"MQ-25 reached Milestone C, which is huge because now we have inflight refueling that is unmanned...it's a great capability,” Acting Navy Secretary Hung Cao said after a Senate hearing — a concise declaration that the service has formally cleared the MQ-25A Stingray to move from development into low-rate initial production.
Milestone C and what the Navy announced
The Navy announced that the MQ-25A Stingray has reached Milestone C, authorizing low-rate initial production (LRIP). Acting Navy Secretary Hung Cao delivered the milestone announcement at the close of a lengthy Senate Armed Services Committee hearing and reinforced the operational intent in a post on X: “Integrating unmanned refueling extends the lethality of our Carrier Strike Groups and equips our force with a decisive advantage to fight and win against any adversary.” The service said the Stingray will be the first carrier-based aerial drone tanker once in production.

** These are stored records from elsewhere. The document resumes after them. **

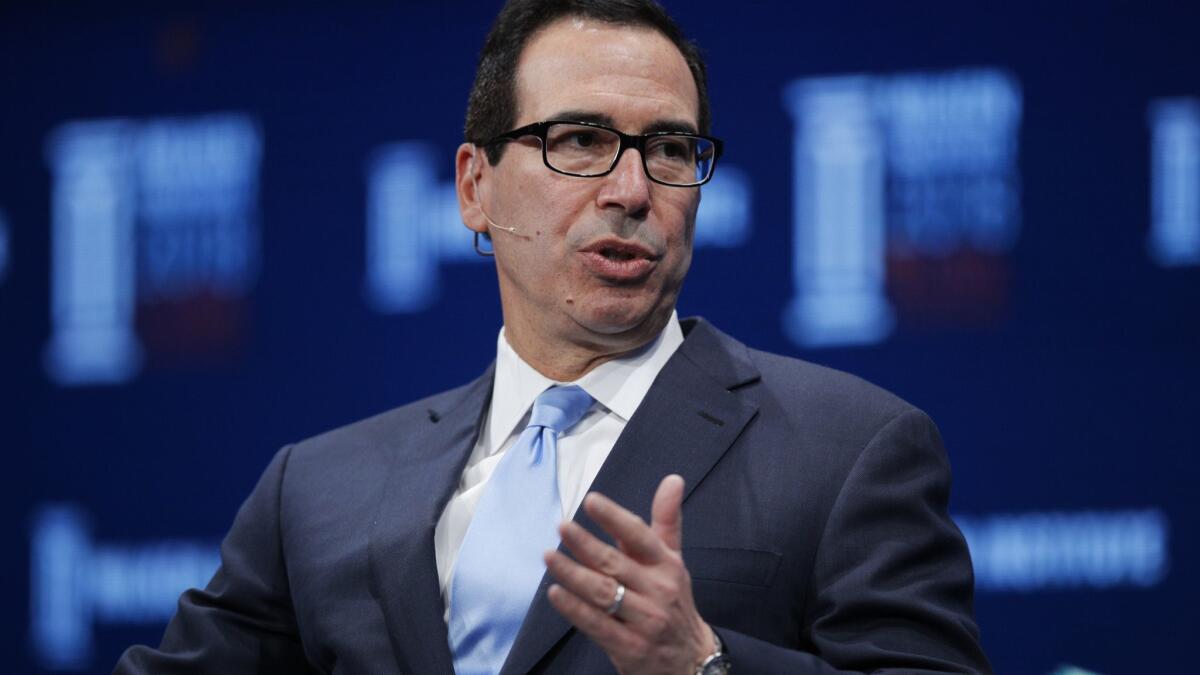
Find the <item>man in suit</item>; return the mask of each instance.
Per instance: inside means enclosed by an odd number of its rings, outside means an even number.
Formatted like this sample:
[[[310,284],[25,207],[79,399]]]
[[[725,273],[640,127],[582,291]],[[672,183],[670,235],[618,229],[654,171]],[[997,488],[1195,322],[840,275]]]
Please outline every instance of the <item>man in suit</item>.
[[[456,155],[496,361],[281,450],[117,672],[987,671],[932,422],[676,317],[708,117],[656,4],[506,5]]]

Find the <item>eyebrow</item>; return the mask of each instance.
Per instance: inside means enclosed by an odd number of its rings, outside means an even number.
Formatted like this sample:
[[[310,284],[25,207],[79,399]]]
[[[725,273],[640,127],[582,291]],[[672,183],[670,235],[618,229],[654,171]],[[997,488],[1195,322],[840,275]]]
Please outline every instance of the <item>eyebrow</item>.
[[[571,122],[590,122],[592,124],[603,124],[606,127],[616,127],[616,121],[611,115],[588,110],[562,110],[546,119]],[[653,122],[642,127],[642,130],[639,133],[653,134],[660,131],[675,131],[687,134],[698,133],[696,131],[696,125],[686,120],[676,119],[654,120]]]

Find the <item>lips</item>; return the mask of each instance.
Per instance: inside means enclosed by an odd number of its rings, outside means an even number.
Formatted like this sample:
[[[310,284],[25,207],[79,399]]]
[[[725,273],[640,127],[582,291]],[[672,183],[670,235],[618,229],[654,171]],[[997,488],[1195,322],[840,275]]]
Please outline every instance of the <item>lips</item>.
[[[597,241],[579,253],[593,274],[615,282],[642,279],[654,270],[661,257],[641,244],[616,238]]]

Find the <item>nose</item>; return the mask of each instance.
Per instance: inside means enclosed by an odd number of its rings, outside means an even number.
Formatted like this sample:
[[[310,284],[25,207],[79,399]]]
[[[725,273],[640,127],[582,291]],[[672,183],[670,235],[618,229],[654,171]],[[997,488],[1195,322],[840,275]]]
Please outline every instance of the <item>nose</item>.
[[[620,209],[631,218],[646,216],[650,210],[650,178],[642,167],[642,153],[637,148],[626,148],[612,173],[600,180],[603,185],[596,196],[600,208]]]

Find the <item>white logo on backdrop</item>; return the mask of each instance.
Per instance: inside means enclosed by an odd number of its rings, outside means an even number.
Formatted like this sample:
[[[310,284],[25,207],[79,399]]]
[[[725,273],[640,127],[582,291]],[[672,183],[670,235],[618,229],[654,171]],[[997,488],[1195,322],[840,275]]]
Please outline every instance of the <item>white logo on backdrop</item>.
[[[1159,509],[955,516],[980,591],[1148,588],[1170,567]]]
[[[1150,255],[1200,265],[1200,98],[1150,104]]]
[[[795,122],[795,295],[784,328],[797,344],[888,336],[889,243],[930,257],[1013,245],[1021,90],[1012,76],[978,69],[806,78],[783,99]]]
[[[29,613],[34,658],[52,670],[85,668],[95,624],[163,624],[179,595],[203,587],[220,562],[210,542],[92,540],[87,514],[51,504],[34,513]]]
[[[55,382],[137,373],[139,296],[244,292],[257,271],[261,146],[257,126],[235,114],[54,130],[45,358]]]

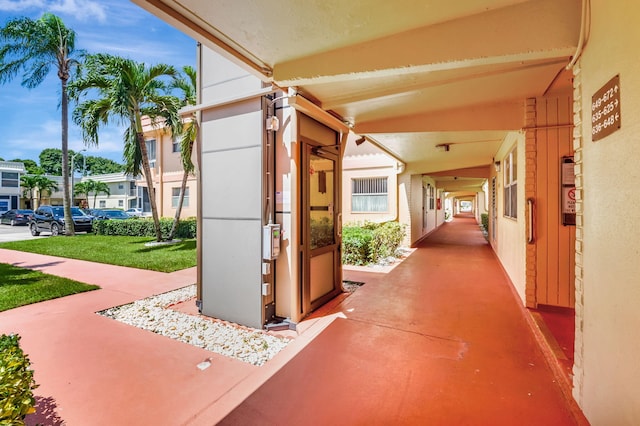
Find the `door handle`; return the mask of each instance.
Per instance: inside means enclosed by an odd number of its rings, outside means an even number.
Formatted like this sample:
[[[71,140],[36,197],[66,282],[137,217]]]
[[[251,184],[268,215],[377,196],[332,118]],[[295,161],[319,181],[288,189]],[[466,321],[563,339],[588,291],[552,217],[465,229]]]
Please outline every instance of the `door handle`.
[[[338,227],[338,237],[342,238],[342,212],[338,213],[337,222],[336,226]]]
[[[527,229],[527,243],[533,244],[535,242],[535,201],[533,198],[527,198],[527,210],[529,212],[529,229]]]

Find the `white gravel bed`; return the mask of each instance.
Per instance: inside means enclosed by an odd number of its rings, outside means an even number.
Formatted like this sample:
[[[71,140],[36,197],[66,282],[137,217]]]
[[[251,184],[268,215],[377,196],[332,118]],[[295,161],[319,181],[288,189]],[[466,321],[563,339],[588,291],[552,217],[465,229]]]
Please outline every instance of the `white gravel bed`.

Lot 1 contract: three aircraft now, options for more
The Navy plans to order three MQ-25A aircraft as part of a Lot 1 LRIP contract that the service expects to award later this summer, according to the news release. The Lot 1 award will include priced options for two subsequent lots that together could add eight aircraft. The program overall plans for 76 aircraft: 67 operational aircraft and nine test aircraft.
What the Stingray is designed to do aboard carriers
The MQ-25A Stingray is a catapult-launched unmanned tanker intended to integrate with aircraft carriers and relieve the refueling role currently performed by the F/A-18 Super Hornet family. “Stingray will provide the Carrier Air Wing with essential organic refueling, allowing more F/A-18E/F aircraft to focus on strike missions,” the service said in its release. The Navy added that the Stingray’s use will expand the operational reach of the air wing and help preserve the service life of F/A-18E/Fs while improving readiness across the Super Hornet fleet. The release also framed the program as an early effort to integrate unmanned systems alongside manned platforms within the carrier air wing.

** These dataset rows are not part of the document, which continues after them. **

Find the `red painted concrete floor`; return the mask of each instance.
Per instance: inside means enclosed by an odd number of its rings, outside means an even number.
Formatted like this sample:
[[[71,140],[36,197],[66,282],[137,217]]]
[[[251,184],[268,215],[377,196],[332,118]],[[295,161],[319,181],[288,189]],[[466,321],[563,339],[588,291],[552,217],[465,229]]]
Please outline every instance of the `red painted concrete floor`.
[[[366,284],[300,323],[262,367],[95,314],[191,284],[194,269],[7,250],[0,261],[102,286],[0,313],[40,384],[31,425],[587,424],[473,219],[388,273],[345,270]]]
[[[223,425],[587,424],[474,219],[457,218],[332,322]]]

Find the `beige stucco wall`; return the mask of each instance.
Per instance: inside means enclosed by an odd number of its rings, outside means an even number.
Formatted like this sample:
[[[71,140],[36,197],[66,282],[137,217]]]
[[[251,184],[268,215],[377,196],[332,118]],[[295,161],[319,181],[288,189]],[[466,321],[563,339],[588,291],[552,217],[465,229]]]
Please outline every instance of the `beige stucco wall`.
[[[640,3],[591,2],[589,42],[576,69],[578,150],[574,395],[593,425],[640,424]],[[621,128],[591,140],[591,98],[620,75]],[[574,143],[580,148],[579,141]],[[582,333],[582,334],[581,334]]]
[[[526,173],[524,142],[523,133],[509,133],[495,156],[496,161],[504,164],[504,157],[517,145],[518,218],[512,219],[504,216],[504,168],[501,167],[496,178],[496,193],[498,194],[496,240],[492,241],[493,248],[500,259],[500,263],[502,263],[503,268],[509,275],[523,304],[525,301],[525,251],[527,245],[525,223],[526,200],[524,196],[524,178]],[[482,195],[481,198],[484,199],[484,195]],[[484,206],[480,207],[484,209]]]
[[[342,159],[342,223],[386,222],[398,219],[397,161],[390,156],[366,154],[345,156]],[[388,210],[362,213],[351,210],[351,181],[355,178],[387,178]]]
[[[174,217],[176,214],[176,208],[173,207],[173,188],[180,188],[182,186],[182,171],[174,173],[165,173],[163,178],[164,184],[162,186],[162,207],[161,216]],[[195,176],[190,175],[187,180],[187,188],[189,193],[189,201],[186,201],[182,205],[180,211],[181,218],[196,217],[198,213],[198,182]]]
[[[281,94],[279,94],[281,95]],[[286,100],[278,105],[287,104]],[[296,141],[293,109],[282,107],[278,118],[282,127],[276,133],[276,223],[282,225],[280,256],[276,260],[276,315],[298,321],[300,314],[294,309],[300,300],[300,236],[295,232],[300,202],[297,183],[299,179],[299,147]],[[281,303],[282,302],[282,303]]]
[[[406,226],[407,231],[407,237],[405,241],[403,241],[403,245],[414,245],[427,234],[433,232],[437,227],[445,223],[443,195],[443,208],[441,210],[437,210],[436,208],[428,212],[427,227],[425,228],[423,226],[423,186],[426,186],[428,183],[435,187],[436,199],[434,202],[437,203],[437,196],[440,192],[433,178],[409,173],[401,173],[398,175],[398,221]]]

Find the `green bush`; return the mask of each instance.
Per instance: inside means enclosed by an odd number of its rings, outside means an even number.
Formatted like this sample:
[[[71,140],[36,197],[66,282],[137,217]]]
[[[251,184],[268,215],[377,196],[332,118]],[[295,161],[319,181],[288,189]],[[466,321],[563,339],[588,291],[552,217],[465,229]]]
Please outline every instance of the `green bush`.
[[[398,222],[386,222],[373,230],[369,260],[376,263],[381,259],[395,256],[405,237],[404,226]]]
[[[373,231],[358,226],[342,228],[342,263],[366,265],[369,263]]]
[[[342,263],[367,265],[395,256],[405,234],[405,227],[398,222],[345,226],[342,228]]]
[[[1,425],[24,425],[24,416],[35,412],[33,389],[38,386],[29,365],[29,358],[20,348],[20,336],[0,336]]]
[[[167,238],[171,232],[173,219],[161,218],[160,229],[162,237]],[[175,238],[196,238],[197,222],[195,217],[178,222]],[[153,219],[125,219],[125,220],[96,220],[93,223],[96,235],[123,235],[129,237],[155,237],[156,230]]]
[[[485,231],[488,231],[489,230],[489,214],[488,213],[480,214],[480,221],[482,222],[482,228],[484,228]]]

Costs, schedule pressure, and watchdog concerns
The MQ-25 program has faced delays and scrutiny over schedule impacts, cost growth, and reliance on a single supplier. A 2025 Government Accountability Office (GAO) assessment noted that estimated program costs rose about 4 percent, to roughly $16 billion overall, and placed each unit at approximately $209 million. The Pentagon requested $1.75 billion in its 2027 budget documents for the MQ-25 Stingray to fund the three LRIP aircraft and advanced procurement supporting LRIP Lot 3 (five MQ-25 aircraft) long-lead materials. That funding request also covers the aircraft’s mission control system — the UMCS program — described in the budget materials as building, integrating, installing, and sustaining the control station, communications, networks required to operate the MQ-25 and performing associated ship installations.
Boeing’s test flight and contractor statement
The LRIP decision follows a successful two-hour test flight of a production-ready MQ-25A from Boeing’s facility in Southern Illinois. Troy Rutherford, vice president of the Boeing MQ-25 program, said in a statement: “Boeing is honored to work alongside our U.S. Navy partner in achieving this historic milestone in the MQ-25A Stingray’s development life cycle. We remain focused on getting this game-changing unmanned aircraft into the hands of the fleet and integrated into the carrier air wing.”
What this means for Carrier Air Wings, the Pentagon, and Boeing
- Carrier Air Wings and F/A-18E/F operators: The Navy says the Stingray will free up Super Hornets to focus on strike missions and preserve airframe service life by taking on organic refueling duties aboard carriers.
- The Pentagon and budget planners: The Department of Defense has requested $1.75 billion in 2027 to support LRIP deliveries and long-lead materials for LRIP Lot 3, and must manage program risks highlighted by the GAO — schedule slippage, cost growth, and supplier consolidation.
- Boeing as prime contractor: Boeing executed the recent two-hour flight test and framed the milestone as a step toward integrating the MQ-25A into the carrier air wing; the company remains the focal point for production as the program moves into LRIP.
The Navy’s decision to enter LRIP formalizes a transition from test articles to production hardware: a Lot 1 award expected later this summer, three LRIP aircraft, and priced options for additional lots. The program still faces explicit questions about schedule, costs, and supplier concentration noted by the GAO and reflected in the Pentagon’s 2027 funding request — issues the service, the contractor, and budget planners will need to reconcile as the MQ-25A moves from demonstration into fleet integration.